Detective No. 27 posted:

Very divisive one. (Includes a hilarious scene of Godzilla killing Zilla, the American Godzilla in less than a minute.)

The soundtrack Toho used for this is just :discourse:

https://www.youtube.com/watch?v=zPxhdo4HDgg

Owlofcreamcheese
May 22, 2005
Probation
Can't post for 9 years!
Buglord

s.i.r.e. posted:

Can someone explain to me what the different eras of Godzilla are and what they signify?

1954 godzilla is it's own thing.

Showa era godzilla is the old mostly black and white monster movies and kinda operate on a power ranger/pro wrestling mindset where a new monster basically shows up every week and there is minimal real continuity. Tokyo gets destroyed like 8 times.

Heisei is them throwing out the whole series back to the 1954 original and then making a serious continuity, with 'serious' being through the lens of 1980s japan so it's still pretty goofy.
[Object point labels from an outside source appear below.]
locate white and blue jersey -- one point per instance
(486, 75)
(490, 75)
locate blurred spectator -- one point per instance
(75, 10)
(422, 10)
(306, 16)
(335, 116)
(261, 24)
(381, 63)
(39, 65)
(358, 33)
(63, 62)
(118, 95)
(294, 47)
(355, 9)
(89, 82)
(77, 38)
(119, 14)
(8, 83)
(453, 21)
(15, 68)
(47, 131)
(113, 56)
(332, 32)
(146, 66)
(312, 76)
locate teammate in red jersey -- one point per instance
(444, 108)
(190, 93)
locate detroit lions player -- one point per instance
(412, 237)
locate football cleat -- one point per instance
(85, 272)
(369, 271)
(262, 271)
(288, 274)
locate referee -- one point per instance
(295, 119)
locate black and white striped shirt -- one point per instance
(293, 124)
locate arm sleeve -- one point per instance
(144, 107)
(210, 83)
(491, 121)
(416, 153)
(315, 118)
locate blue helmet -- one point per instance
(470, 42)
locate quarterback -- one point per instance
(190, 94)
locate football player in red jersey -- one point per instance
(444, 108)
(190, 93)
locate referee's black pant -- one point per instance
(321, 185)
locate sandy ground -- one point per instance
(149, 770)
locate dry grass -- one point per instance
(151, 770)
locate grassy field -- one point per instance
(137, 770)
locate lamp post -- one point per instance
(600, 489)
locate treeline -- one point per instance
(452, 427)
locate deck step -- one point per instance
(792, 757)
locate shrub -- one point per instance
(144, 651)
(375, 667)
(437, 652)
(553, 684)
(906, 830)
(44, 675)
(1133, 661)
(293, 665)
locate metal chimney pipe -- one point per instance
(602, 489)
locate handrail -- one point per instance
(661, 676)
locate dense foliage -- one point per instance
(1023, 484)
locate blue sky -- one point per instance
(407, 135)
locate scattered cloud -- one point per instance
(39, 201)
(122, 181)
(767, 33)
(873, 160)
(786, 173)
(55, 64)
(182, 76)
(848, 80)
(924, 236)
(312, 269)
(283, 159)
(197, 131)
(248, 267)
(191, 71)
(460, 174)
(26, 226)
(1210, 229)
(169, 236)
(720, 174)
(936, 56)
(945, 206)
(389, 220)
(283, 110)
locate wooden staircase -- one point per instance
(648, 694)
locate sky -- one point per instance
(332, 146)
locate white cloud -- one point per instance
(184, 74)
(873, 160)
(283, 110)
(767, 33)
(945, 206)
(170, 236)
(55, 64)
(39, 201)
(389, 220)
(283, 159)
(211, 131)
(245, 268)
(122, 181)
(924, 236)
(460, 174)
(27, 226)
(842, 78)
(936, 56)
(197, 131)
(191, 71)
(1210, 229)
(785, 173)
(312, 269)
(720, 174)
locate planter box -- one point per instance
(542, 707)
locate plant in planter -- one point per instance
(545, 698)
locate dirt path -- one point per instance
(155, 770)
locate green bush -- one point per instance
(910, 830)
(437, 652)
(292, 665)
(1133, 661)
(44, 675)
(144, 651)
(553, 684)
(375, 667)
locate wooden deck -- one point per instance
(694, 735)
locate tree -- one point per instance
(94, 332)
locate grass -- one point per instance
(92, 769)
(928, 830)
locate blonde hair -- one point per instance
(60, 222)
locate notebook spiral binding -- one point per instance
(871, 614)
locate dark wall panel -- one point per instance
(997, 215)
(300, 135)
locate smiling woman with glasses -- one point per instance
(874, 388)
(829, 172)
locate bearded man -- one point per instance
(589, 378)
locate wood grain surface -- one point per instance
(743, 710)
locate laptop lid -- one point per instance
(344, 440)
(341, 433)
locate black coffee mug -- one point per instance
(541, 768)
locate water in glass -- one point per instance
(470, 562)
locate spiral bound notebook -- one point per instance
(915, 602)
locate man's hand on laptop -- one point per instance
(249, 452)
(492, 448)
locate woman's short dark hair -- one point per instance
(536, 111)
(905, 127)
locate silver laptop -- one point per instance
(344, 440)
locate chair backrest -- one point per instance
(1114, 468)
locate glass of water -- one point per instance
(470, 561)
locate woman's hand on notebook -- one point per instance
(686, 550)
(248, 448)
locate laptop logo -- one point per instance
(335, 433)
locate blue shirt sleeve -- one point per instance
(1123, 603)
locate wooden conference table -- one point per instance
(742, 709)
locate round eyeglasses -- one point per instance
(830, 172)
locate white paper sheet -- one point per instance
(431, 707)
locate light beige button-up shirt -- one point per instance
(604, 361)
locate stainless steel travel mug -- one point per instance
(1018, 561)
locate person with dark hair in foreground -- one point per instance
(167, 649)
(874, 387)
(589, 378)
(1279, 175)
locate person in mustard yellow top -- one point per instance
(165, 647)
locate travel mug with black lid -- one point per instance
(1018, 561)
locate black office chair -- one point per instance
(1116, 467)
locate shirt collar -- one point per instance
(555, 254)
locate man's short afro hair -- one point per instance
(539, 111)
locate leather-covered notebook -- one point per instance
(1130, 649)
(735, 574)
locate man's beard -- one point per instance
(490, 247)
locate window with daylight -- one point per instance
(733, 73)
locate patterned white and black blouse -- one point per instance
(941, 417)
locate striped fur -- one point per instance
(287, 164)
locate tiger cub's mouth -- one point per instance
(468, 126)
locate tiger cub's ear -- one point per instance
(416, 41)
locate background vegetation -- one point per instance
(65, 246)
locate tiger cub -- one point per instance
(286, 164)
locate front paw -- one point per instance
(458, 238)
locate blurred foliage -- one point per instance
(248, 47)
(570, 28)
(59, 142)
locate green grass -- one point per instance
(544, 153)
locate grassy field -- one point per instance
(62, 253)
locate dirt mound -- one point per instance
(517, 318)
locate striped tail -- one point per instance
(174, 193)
But generally is a storyline movie to movie.

Millennium is them dropping continuity again and every movie is mostly a reset that acknowledges whatever past movies they want and ignores any they don't like.

Shin godzilla is the newest godzilla movie and is just the guy that made evangelion being asked to make godzilla evangelion and everyone loved it so there will probably be movies that follow it as either direct sequels or just the start of a new round of stand alone movies but not for a few years because american godzilla is making them not release any more japanese one for a while.

Detective No. 27
Jun 7, 2006

Owlofcreamcheese posted:

Shin godzilla is the newest godzilla movie and is just the guy that made evangelion being asked to make godzilla evangelion and everyone loved it so there will probably be movies that follow it as either direct sequels or just the start of a new round of stand alone movies but not for a few years because american godzilla is making them not release any more japanese one for a while.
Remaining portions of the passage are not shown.